Aw he looks like he's really enjoying it.


----------



## JoJo (Mar 2, 2011)

ahh Buddy .. lovely pics xxx


----------



## MillieDog (Jun 1, 2011)

I gave Millie a piece of raw carrot and she spat it out  

Maybe I'll try again with a whole one, looks a lot of fun.


----------



## pixie (Apr 16, 2011)

Buddy you little carrot muncher! Looks like he's loving that carrot,i did try to take some pictures of Pixie and Buffy with their 'orange cigars' but it was a disaster,they move too quick!


----------



## DONNA (Jan 7, 2011)

Its the only time Buddy stays still!
Just had loud thuderstorm Buddy slept all the way through it


----------



## pixie (Apr 16, 2011)

We are having a thunderstorm now! :behindsofa:...lol Pixie seems unfazed by it all,will try carrot pix again tomorrow.


----------



## kendal (Jul 16, 2009)

my lot have never taken to carrots.

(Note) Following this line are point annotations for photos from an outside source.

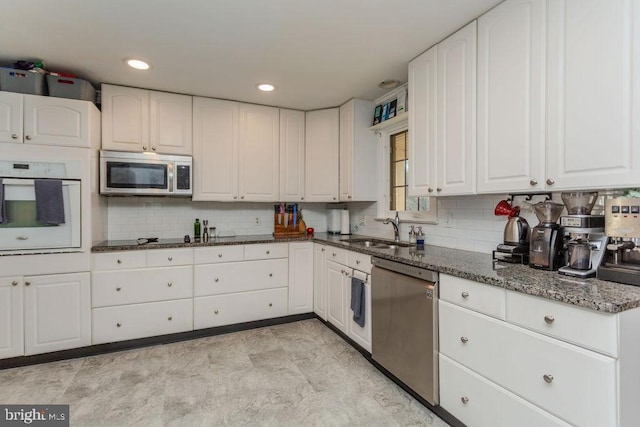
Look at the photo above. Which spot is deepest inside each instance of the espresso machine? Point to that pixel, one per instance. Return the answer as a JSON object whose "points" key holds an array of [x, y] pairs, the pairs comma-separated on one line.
{"points": [[622, 226], [587, 240], [547, 238]]}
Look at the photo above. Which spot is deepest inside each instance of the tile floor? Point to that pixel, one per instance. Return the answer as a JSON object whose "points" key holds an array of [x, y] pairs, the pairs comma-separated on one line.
{"points": [[297, 374]]}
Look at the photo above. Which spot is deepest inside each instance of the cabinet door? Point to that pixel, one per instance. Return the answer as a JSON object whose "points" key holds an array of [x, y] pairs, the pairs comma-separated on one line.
{"points": [[301, 277], [592, 94], [125, 118], [57, 312], [11, 317], [423, 79], [215, 149], [170, 123], [259, 150], [56, 121], [456, 146], [336, 296], [321, 155], [292, 132], [11, 117], [511, 97], [320, 281]]}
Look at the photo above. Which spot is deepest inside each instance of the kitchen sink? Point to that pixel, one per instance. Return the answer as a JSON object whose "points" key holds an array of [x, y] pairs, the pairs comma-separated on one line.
{"points": [[375, 243]]}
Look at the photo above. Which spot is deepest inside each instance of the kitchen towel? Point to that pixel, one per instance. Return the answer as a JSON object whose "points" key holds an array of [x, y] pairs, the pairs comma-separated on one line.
{"points": [[3, 212], [49, 202], [358, 300]]}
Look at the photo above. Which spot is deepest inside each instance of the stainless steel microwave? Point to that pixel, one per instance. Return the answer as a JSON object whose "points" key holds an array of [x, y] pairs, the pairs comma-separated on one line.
{"points": [[145, 174]]}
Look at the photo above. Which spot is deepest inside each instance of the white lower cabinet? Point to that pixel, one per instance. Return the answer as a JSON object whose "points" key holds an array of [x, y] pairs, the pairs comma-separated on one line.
{"points": [[127, 322], [41, 314]]}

But Delta likes just about everything els lol tomatoes, beetroot, lettuce, cucumber, apple, etc.


----------



## wilfiboy (Sep 18, 2010)

Lovely pictures of the lovely "Bubby" .... mine really like cucumber x


----------



## Bini (Jul 4, 2011)

ahhh, love the photos, he looks sooo cute


----------



## Jedicrazy (Apr 26, 2011)

Fab pictures. That first one looks like a great big orange cuban cigar


----------



## frankalison (May 19, 2011)

Awww what a lovely pic.


----------



## dogtired (Jul 2, 2011)

What a lovely cockapoo, love the colour of his eyes!! My pup Maple loves the small whole frozen carrots that you buy in the bag. They are very handy for teething pups!


----------